This year’s US Open will be without many big names, as Roger Federer, Dominic Thiem and Rafael Nadal will all skip the festivities at Flushing Meadows, where the national championship is set to begin on Monday. However, I regret to inform you that there is another tennis legend who participates in the annual event, and that is Serena Williams.
The 23-time Grand Slam champion made the announcement on Instagram on Wednesday, citing her need to recover from a hamstring tear, per ESPN.
“After careful consideration and following the advice of my doctors and medical team, I decided to withdraw from the US Open to allow my body to fully heal from a hamstring tear,” a- she writes. “New York is one of the most exciting cities in the world and one of my favorite places to play. I will miss seeing the fans, but I will cheer everyone on from afar.
“Thank you for your continued support and love. I’ll see you soon. ”
Like New York Times writer Ben Rothenberg Noted, the US Open 20201 signals “the end of an era” as it will be the first Grand Slam event without Williams, Nadal or Federer in the singles main draw since the 1997 US Open.
Additionally, Williams, who turns 40 in September, has yet to compete since his exit in tears at Wimbledon in June. In the first set of her first round match against Aliaksandra Sasnovich, the four-time Olympic gold medalist suffered a horrific injury to her right leg.
“I was heartbroken having to retire today after injuring my right leg,” Williams wrote in an Instagram statement after refusing to speak to reporters after her loss. “My love and gratitude goes to the fans and the team who make being on center court so meaningful. To feel the overwhelming warmth and support of the crowd today as I stepped in and out of the court meant the world to me.

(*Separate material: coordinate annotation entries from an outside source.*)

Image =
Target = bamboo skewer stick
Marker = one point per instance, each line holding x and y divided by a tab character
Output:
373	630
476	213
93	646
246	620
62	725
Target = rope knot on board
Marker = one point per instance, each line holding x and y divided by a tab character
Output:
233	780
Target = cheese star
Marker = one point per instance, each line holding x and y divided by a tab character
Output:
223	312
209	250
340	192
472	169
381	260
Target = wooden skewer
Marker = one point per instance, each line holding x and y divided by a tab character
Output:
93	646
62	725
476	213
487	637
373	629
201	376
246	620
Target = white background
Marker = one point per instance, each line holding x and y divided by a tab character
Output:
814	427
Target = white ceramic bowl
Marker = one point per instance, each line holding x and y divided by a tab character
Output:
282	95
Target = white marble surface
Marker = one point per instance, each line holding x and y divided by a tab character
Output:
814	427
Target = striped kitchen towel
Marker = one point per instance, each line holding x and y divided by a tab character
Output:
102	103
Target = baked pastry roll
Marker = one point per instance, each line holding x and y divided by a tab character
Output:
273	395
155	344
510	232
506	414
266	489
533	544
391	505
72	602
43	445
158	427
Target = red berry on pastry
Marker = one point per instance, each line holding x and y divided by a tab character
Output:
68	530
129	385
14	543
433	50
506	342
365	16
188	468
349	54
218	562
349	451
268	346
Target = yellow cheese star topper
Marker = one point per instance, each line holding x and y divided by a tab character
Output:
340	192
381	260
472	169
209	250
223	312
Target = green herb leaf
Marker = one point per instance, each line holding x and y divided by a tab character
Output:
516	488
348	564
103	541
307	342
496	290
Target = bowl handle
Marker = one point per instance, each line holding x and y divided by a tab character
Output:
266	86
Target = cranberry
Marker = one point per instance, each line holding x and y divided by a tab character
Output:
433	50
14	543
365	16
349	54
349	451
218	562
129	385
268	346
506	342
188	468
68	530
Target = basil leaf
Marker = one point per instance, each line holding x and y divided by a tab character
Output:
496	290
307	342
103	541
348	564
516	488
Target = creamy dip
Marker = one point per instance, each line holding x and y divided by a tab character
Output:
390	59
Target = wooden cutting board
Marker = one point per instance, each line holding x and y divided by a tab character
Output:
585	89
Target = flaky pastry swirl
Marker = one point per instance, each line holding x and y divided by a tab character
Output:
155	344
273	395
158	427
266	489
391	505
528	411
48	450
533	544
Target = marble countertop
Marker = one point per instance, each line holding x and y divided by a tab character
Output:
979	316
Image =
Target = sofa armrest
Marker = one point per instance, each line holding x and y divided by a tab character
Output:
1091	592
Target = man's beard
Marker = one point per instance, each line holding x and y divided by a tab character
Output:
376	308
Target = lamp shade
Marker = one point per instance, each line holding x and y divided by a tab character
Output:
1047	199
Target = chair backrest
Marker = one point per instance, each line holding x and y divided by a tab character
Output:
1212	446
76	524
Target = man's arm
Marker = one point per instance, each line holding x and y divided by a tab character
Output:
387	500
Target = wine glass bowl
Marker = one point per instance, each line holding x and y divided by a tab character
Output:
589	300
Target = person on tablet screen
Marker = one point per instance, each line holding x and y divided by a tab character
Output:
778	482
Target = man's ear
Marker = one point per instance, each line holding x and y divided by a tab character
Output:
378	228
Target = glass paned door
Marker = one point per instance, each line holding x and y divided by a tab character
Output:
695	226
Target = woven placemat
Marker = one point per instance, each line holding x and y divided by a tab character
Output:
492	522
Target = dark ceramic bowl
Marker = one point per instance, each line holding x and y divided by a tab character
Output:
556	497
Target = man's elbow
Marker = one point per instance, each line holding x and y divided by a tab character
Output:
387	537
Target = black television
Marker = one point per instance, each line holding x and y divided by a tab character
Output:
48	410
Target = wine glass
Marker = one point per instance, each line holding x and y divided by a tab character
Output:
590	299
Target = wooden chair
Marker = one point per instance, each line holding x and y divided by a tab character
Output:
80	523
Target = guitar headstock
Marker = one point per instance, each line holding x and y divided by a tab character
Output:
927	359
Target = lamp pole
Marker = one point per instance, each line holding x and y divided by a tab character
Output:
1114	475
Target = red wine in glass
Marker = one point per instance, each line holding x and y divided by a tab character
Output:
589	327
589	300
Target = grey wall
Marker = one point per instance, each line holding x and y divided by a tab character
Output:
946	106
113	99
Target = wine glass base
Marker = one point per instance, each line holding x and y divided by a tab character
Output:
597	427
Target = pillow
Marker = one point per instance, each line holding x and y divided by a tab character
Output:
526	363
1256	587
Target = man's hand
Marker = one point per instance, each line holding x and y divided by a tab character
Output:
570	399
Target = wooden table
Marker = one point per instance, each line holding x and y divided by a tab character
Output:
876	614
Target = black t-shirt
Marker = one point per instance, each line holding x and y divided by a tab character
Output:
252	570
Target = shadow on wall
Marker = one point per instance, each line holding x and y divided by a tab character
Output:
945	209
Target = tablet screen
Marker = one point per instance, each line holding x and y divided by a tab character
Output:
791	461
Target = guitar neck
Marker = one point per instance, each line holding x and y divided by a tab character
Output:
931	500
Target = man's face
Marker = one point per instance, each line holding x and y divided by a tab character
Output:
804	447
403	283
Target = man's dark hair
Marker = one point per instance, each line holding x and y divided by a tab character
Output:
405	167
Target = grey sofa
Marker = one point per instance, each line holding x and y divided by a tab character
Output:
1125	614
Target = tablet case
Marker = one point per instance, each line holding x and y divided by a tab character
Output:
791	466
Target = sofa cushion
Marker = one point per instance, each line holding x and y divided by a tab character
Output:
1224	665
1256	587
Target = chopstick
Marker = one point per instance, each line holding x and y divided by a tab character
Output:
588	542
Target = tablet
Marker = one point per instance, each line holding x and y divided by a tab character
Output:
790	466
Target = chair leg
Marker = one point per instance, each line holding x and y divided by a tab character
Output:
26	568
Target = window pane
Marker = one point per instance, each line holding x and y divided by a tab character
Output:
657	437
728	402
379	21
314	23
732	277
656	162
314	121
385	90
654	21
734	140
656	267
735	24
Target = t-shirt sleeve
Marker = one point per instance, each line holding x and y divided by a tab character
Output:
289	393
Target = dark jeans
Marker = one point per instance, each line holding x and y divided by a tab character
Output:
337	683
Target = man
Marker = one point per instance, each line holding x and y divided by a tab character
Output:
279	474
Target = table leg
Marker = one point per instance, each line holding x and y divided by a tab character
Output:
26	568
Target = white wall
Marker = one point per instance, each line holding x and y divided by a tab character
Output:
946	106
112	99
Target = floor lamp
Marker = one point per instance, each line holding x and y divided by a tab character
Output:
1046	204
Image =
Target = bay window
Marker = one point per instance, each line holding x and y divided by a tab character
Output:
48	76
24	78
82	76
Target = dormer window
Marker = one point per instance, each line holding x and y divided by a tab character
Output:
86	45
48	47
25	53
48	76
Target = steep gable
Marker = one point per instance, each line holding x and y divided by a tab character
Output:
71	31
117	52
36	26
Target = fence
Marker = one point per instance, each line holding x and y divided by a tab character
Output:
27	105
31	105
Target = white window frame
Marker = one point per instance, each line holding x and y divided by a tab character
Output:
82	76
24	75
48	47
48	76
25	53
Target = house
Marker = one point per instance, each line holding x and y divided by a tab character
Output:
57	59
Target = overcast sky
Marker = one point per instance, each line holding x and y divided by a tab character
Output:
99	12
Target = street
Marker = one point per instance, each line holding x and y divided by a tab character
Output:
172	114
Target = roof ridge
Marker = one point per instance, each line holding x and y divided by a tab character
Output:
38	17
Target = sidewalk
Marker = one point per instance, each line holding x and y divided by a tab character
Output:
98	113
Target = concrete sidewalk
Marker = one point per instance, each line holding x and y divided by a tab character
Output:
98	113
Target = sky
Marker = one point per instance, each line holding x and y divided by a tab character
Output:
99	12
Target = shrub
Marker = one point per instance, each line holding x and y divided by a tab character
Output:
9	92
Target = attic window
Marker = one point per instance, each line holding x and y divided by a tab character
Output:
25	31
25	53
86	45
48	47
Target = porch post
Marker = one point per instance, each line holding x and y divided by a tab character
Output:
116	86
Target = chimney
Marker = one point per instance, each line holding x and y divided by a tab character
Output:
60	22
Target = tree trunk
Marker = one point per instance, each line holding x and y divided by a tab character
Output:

Serena’s withdrawal follows news that US Open competitors will now be offered access to licensed mental health providers and quiet rooms as part of a new initiative that has been put in place by the US Tennis Association.
According to Yahoo Sports, these efforts aim to “ensure that a comprehensive and holistic approach is taken to all aspects of player health, including mental health.”
“Our goal is to make mental health services as easily accessible to athletes as services for a sprained ankle – and free from stigma,” said Dr. Brian Hainline, USTA Senior Vice President. “We will provide an environment that promotes well-being while providing the resources necessary to easily enable seeking mental health care.”
Naomi Osaka’s decision to withdraw from Roland-Garros in May citing mental health issues likely played a clear role in USTA’s decision to prioritize the emotional and psychological well-being of its competitors, and while this is a step in the right direction, it is unfortunate that Williams may not be able to take advantage of these services or participate in what could very well be one of his last events.